Mississippi lawmakers have passed legislation that would legalize student-led prayer in the state's public schools. Senate Bill 2633, which went to Gov. Phil Bryant March 6 for his signature, would also allow students to talk about their faith in the classroom and organize school Bible clubs, as well as pray at football games, graduation ceremonies, and during morning announcements.
Sponsors of the bill said that secular groups have intimidated and confused school administrators about the legality of religious expression in schools, and the law is meant to bring clarity. According to those on both sides of the issue, “Organized school prayer remains widespread in Mississippi, despite opponents’ efforts to curtail it,” reported the Associated Press. “In October, for example, the ACLU sent a letter to the Lincoln County school system demanding a halt to routine prayer at West Lincoln High School.”

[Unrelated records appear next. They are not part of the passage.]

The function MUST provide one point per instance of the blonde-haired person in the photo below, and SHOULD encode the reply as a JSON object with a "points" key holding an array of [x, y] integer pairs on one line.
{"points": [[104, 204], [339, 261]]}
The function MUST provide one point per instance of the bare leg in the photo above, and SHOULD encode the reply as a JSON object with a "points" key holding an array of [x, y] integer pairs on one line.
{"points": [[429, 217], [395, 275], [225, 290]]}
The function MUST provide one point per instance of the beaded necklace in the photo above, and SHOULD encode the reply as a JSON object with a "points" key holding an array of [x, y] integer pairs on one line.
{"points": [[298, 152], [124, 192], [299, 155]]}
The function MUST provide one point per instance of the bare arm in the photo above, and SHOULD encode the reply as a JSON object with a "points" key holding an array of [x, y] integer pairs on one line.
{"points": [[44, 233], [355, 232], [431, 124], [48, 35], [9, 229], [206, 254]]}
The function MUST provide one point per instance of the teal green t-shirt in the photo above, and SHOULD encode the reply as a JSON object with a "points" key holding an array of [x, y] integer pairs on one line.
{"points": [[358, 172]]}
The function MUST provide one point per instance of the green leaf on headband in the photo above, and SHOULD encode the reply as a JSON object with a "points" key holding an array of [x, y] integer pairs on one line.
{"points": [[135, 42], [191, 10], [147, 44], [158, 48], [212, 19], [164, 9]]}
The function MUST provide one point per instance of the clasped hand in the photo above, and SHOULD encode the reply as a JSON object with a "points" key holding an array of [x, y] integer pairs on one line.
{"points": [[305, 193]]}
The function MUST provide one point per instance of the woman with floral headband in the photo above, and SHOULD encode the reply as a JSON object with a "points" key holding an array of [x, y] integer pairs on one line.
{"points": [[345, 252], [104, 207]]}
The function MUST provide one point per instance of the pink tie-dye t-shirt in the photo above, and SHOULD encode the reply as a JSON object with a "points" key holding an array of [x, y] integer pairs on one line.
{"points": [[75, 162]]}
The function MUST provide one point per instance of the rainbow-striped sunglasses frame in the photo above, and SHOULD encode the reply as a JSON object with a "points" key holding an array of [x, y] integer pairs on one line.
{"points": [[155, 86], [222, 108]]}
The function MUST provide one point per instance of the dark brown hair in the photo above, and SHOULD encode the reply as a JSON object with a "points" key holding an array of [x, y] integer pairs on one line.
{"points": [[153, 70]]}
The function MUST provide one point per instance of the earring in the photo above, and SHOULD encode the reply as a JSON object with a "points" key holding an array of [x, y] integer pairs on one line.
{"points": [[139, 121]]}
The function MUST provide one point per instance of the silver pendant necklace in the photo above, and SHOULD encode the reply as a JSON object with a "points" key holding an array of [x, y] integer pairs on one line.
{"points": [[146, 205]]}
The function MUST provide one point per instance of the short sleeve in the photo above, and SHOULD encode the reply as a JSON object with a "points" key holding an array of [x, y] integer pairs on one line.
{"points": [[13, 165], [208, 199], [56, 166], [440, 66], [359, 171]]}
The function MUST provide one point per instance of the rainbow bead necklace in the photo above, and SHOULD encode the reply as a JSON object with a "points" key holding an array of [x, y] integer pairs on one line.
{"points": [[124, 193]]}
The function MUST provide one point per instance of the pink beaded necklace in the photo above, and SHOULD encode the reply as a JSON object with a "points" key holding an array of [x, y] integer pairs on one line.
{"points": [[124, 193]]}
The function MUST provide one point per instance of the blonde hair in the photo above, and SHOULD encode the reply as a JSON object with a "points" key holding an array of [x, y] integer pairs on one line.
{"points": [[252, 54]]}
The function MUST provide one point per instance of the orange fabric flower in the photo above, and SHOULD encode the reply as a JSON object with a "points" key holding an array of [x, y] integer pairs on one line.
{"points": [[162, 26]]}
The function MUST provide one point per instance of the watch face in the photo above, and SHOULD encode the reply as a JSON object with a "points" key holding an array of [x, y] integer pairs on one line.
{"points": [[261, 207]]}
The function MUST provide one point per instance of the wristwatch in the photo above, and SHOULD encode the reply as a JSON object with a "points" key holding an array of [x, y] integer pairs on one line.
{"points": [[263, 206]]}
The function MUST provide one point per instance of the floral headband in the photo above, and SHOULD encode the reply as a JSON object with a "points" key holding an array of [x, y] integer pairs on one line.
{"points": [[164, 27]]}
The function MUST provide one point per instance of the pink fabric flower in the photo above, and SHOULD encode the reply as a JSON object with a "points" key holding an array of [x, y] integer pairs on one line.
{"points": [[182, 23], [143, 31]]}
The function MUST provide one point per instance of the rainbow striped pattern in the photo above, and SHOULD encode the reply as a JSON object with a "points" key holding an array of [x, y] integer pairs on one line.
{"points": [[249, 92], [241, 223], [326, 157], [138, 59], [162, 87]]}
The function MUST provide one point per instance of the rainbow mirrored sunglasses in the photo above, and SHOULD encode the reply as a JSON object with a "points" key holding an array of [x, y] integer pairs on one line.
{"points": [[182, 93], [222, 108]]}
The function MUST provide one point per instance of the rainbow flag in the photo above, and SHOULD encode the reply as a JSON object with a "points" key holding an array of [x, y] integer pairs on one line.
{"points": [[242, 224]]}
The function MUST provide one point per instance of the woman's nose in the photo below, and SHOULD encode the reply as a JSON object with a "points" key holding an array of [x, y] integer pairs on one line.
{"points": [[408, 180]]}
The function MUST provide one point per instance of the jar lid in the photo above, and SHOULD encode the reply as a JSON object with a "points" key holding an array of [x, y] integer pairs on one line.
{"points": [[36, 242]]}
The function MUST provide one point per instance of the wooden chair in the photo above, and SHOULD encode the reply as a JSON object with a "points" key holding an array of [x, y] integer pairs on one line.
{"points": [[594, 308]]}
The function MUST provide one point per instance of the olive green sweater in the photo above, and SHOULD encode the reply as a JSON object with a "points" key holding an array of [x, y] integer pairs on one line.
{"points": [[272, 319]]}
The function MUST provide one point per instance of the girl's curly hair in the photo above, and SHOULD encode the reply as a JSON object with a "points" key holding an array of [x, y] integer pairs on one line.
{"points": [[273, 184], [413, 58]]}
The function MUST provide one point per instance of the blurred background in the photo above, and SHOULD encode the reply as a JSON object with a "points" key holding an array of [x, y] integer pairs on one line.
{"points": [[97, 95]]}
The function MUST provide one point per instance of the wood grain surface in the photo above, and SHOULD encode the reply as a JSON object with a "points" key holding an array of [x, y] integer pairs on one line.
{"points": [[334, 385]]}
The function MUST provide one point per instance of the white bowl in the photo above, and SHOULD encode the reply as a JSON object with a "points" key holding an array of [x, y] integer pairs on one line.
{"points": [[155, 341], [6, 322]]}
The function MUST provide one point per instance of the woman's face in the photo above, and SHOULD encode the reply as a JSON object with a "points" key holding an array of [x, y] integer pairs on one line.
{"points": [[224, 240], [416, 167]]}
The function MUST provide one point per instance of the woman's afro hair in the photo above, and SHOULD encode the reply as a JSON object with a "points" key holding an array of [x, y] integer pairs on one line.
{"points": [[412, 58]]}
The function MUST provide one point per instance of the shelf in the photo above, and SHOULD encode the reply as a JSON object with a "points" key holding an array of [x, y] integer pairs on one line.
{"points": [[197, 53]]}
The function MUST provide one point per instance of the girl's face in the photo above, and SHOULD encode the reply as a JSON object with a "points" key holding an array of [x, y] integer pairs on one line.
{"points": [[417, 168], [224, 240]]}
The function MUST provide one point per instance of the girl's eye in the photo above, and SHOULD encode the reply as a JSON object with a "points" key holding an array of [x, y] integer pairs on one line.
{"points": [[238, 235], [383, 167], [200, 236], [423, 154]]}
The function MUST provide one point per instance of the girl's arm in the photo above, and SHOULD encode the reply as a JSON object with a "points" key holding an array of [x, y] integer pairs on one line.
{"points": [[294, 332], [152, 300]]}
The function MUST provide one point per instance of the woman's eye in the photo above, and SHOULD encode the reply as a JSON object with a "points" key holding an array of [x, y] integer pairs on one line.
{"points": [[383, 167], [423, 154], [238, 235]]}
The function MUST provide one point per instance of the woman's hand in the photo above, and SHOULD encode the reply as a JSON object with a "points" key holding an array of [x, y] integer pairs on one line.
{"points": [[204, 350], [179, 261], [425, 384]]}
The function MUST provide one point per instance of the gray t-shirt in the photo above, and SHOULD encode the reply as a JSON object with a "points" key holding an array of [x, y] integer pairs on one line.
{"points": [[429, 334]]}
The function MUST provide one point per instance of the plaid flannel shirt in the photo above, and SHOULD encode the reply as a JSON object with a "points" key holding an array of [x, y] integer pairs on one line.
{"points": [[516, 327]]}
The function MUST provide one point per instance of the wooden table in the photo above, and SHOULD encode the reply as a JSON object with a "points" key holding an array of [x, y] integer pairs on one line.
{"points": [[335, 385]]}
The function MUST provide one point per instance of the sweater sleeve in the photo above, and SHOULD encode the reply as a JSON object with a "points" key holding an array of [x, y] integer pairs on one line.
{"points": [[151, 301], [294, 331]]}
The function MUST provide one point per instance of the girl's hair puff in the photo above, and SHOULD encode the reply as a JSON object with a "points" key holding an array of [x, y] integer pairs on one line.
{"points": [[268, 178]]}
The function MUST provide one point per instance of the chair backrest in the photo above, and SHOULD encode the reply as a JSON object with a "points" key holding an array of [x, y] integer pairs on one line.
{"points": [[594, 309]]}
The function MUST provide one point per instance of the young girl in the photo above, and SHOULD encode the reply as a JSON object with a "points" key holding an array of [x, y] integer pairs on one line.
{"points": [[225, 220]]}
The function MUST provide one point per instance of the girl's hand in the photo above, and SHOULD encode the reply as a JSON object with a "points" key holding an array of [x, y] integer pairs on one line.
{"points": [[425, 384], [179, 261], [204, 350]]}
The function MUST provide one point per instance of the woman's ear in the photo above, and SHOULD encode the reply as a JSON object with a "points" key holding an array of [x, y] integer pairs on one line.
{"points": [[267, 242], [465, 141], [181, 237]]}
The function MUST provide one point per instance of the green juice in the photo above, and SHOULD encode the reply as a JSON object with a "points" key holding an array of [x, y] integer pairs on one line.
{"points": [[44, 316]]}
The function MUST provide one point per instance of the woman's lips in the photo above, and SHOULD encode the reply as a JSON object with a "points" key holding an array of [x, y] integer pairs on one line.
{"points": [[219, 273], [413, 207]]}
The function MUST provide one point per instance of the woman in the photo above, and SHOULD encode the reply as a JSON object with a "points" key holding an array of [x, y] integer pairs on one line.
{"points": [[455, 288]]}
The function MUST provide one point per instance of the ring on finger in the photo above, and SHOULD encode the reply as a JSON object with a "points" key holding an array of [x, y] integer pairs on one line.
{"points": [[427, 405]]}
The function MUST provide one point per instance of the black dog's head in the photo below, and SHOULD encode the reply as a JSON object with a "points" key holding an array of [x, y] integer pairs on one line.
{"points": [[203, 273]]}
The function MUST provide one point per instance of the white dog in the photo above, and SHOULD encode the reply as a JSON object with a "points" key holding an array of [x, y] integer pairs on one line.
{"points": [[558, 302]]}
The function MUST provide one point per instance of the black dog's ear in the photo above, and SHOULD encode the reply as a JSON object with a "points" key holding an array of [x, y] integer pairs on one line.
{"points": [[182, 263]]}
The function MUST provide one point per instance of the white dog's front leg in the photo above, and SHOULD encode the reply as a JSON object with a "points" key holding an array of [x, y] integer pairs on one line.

The bill's proponents insist it will not force students to pray, but will enable them to do so voluntarily. But Bear Atwood, director of Mississippi's ACLU chapter, argued that students who do not wish to pray would still be a captive audience. Christianity Today quoted Atwood as saying that the new law could also lead to procedural issues and unwanted favoritism, such as with “school administrators selecting which students lead prayer in announcements or before a basketball game.”
One of the leaders in the campaign for school prayer over the past several years has been Republican State Rep. Mark Formby, who has introduced a school prayer bill every year since 2009.